I can discern the Roman Catholic Church as part of the Body of Christ, can you discern me as a part of the Body as well?


 

3 Comments so far ↓

  1. Anonymous says:

    The vast majority of Protestants do not believe that the Eucharist truly is the Body and Blood of Jesus Christ. To them, the Eucharist is just a nice symbol, and the Catholic meaning is either unknown or repulsive. Furthermore, only priests ordained in a church with apostolic succession have the ability to effect transubstantiation. Therefore, there are real, important and valid reasons for Catholics to wish to limit the reception of the Eucharist to those in communion with our church.

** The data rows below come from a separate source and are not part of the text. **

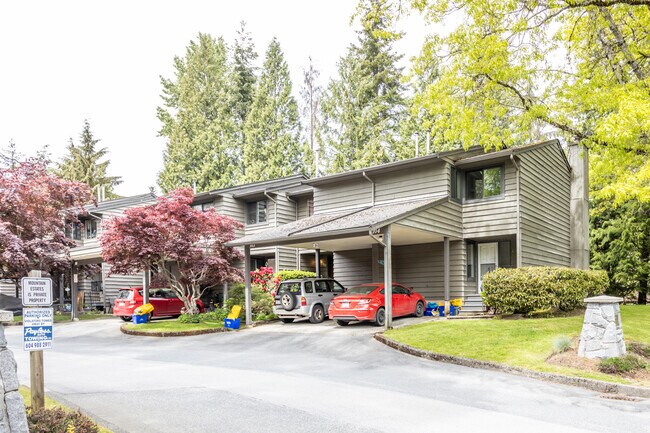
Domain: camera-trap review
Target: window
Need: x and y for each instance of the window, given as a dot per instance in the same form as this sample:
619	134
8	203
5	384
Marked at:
484	183
455	184
76	231
91	229
337	288
471	262
505	253
256	212
203	206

Next time you attend Mass and you have these thoughts about being a “second class Christian,” please do not think that anyone in the Mass is paying attention to who is or is not going up to receive. The fact is that the Mass is not about you, or me, or anyone but Jesus, and the congregation’s focus is Jesus only.

  2. Anonymous says:

    Also let me add a comment about this statement from the beginning of the post:
    Only sinners, nonbelievers, and Protestants stay in the pews.

    This is not true. One – Everyone is a sinner; if sinners were not allowed to receive then we wouldn’t be able to celebrate it because the priest is a sinner too. Two – many people who never go up to receive are simply those waiting for their baptism and/or confirmation. Therefore they are neither unbelievers or Protestants. I am a recent convert and I waited many months to be able to receive even though I believed everything the folks in full communion with the church believed. It simply takes a little time. And again, no one is even paying attention to whether their neighbor in the pew goes up to receive. Our focus is on Jesus.

  3. Jacob (wrestles with God) says:

    You are absolutely right, it is not about me. That is very humbling. Thanks for your comment.